**Background** Let V denote the standard (2-dimensional) module for the Lie algebra sl_{2}(C), or equivalently for the universal envelope U = U(sl_{2}(C)). The Temperley-Lieb algebra TL_{d} is the algebra of intertwiners of the d-fold tensor power of V.

TL

_{d}= End_{U}(V⊗…⊗V)

Now, let the symmetric group, and hence its group algebra CS_{d}, act on the right of V⊗…⊗V by permuting tensor factors. According to Schur-Weyl duality, V⊗…⊗V is a (U,CS_{d})-bimodule, with the image of each algebra inside End_{C}(V⊗…⊗V) being the centralizer of the other.

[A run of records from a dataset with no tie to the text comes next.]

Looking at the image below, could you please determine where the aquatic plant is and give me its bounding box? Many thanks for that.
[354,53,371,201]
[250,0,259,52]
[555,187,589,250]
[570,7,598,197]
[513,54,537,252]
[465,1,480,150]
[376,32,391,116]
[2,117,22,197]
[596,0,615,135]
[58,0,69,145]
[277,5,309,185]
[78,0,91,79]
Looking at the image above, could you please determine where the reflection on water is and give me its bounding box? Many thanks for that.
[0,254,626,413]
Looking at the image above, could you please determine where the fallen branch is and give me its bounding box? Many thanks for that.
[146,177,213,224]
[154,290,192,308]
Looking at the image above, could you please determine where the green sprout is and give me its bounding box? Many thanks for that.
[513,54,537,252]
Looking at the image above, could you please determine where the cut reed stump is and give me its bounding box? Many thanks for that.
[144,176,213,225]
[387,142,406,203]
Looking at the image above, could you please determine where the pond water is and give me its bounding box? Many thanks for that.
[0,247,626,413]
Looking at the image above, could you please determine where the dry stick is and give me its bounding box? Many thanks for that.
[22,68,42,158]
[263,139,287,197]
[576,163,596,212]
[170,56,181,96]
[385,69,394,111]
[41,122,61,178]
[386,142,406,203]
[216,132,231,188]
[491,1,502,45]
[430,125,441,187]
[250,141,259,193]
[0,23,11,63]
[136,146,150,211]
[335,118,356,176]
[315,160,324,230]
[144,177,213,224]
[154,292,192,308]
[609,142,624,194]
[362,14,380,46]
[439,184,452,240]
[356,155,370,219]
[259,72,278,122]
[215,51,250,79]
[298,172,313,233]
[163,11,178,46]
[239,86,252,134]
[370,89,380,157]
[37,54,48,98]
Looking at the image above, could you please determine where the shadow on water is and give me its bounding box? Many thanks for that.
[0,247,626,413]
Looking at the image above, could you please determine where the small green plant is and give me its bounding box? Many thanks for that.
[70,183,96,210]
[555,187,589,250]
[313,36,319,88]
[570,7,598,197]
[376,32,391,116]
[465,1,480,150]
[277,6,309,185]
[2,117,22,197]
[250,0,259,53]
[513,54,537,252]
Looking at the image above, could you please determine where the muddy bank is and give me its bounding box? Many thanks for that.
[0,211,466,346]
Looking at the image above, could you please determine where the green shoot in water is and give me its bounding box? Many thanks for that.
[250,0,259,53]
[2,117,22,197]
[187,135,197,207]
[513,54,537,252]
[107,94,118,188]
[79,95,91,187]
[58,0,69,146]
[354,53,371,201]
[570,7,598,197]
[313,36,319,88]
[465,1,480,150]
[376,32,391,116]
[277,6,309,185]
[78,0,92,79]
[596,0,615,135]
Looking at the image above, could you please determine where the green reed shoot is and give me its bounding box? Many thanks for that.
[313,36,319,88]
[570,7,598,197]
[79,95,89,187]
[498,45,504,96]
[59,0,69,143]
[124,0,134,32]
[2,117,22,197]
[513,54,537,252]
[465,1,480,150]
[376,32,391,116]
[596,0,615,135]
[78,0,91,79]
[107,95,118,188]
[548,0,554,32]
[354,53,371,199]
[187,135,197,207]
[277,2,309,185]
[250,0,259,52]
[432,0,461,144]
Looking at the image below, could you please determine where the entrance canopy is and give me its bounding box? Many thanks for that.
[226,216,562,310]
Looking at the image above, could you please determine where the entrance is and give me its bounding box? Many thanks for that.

In other words, TL_{d} is a quotient of CS_{d}. The kernel is easy to describe. First decompose the group algebra into its Wedderburn components, one matrix algebra for each irrep of S_{d}. These are in bijection with partitions of d, which we should picture as Young diagrams. The representation is faithful on any component indexed by a diagram with at most 2 rows and it annihilates all other components.

So far, I have deliberately avoided the description of the Temperley-Lieb algebra as a diagram algebra in the sense that Kauffman describes it. Here's the rub: by changing variables in S_{d} to u_{i} = s_{i} + 1, where s_{i} = (i i+1), the structure coefficients in TL_{d} are all integers so that one can define a ℤ-form TL_{d}(ℤ) by these formulas.

TL

_{d}= C ⊗ TL_{d}(ℤ)

As product of matrix algebras (as in the Wedderburn decomposition), TL_{d} has a ℤ-form, as well: namely, matrices of the same dimensions over ℤ. These two rings are very different, the latter being rather trivial from the point of view of knot theory. They only become isomorphic after a base change to C.

There is a super-analog of this whole story. Let U = U(gl_{1|1}(C)), let V be the standard (1|1)-dimensional module, and let the symmetric group act by signed permutations (when two odd vectors cross, a sign pops up). An analogous Schur-Weyl duality statement holds, and so, by analogy, I call the algebra of intertwiners the super-Temperley-Lieb algebra, or STL_{d}.

Over the complex numbers, STL_{d} is a product of matrix algebras corresponding to the irreps of S_{d} indexed by hook partitions. Young diagrams are confined to one row and one column (super-row!). In that sense, STL_{d} is understood. However, idempotents involved in projecting onto these Wedderburn components are nasty things that cannot be defined over ℤ

**Question 1:** Does STL_{d} have a ℤ-form that is compatible with the standard basis for CS_{d}?

**Question 2:** I am pessimistic about Q1; hence, the follow up: why not? I suspect that this has something to do with cellularity.

**Question 3:** I care about q-deformations of everything mentioned: U_{q} and the Hecke algebra, respectively. What about here? I am looking for a presentation of STL_{d,q} defined over ℤ[q,q^{-1}].